Gillard JJ, Laws TR, Lythe G, Molina-París C - Front Cell Infect Microbiol (2014)

Bottom Line: The model is mechanistic and governed by a small number of experimentally verifiable parameters.The mean and variance of these distributions are determined by model parameters with a precise biological interpretation, providing new mechanistic insights into the determinants of immune and bacterial kinetics.Insights into the dynamics of macrophage suppression and activation gained by the model can be used to explore the potential benefits of interventions that stimulate macrophage activation.

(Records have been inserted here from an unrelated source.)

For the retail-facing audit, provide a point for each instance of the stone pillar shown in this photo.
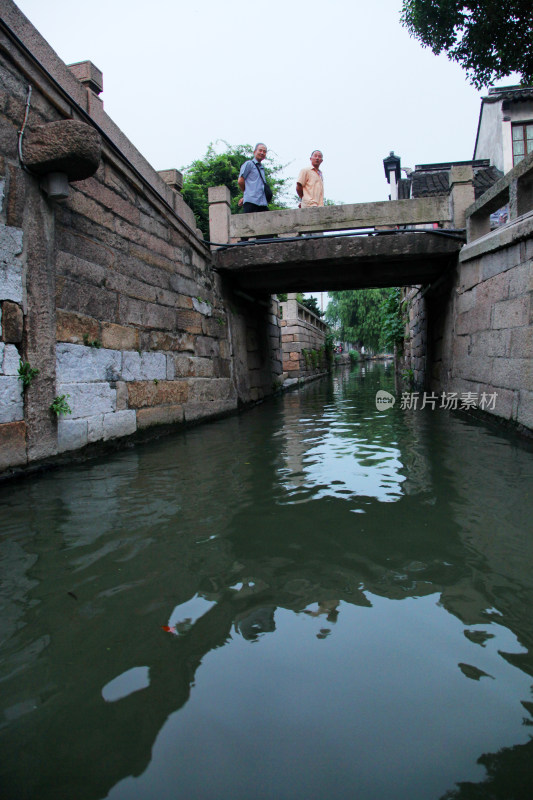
(461, 193)
(40, 334)
(173, 178)
(93, 80)
(219, 214)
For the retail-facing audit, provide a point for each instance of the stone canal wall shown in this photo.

View Article: PubMed Central - PubMed

Affiliation: Defence Science and Technology Laboratory Porton Down, Salisbury, UK.

ABSTRACT
Computational models can provide valuable insights into the mechanisms of infection and be used as investigative tools to support development of medical treatments. We develop a stochastic, within-host, computational model of the infection process in the BALB/c mouse, following inhalational exposure to Francisella tularensis SCHU S4. The model is mechanistic and governed by a small number of experimentally verifiable parameters. Given an initial dose, the model generates bacterial load profiles corresponding to those produced experimentally, with a doubling time of approximately 5 h during the first 48 h of infection. Analytical approximations for the mean number of bacteria in phagosomes and cytosols for the first 24 h post-infection are derived and used to verify the stochastic model. In our description of the dynamics of macrophage infection, the number of bacteria released per rupturing macrophage is a geometrically-distributed random variable. When combined with doubling time, this provides a distribution for the time taken for infected macrophages to rupture and release their intracellular bacteria. The mean and variance of these distributions are determined by model parameters with a precise biological interpretation, providing new mechanistic insights into the determinants of immune and bacterial kinetics. Insights into the dynamics of macrophage suppression and activation gained by the model can be used to explore the potential benefits of interventions that stimulate macrophage activation.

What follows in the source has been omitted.